Will Killen – The Outside

Die Zugtüren öffnen sich vor mir und Menschen kämpfen sich durch den schmalen Schlitz der fahrbaren Schlange auf den Bahnsteig in die Freiheit.

Vereinzelt dringen ein paar Sonnenstrahlen durch den dichtverhangenen Wolkenhimmel in die Atmosphäre des Bahnhofs ein. Erhellen das trostlose Grau aus dem sich der Komplex zusammensetzt. Unterbrochen durch menschliche Farbpunkte mit gehetzten, lächelnden oder traurigen dreinschauenden Gesichtern. Junge und Mädchen verabschieden sich tränenreich voneinander. Zwei Kinder streiten sich. Die Schlichtungsversuche ihrer Eltern prallen wirkungslos an ihnen ab. Ein alter Mann stützt sich auf seinen Gehstock auf der Suche nach Halt. Irgendwo über uns fliegt eine Krähe und gibt ihren Unmut darüber Preis, dass es vermutlich gleich regnen wird.

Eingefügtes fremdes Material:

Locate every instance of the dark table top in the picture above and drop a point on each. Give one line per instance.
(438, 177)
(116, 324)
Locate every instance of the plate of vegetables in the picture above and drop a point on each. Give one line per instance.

Ich bin auf dem Weg nach Erfurt für eine Wohnungsbesichtigung in einer WG. Nachdem ich direkt nach dem Abitur eine Pause von allem und jedem brauchte, ist es nun langsam an der Zeit wieder in die Realität zurückzukehren. In eine Realität, die ich eigentlich immer noch versuche, zu verdrängen. Viel lieber lebe ich in meinen Büchern, auf den Bergspitzen dieser Welt oder am Strand, wenn die Wellen mir zu flüstern, bis an das Ende des Universums zu schwimmen und nicht mehr zurückzusehen. Zu vergessen was war, mit dem Fokus auf das, was kommen wird. Ich war mal hier, mal dort. Bin gereist, bin geblieben. War unterwegs oder habe mich im Kreis auf der Stelle gedreht.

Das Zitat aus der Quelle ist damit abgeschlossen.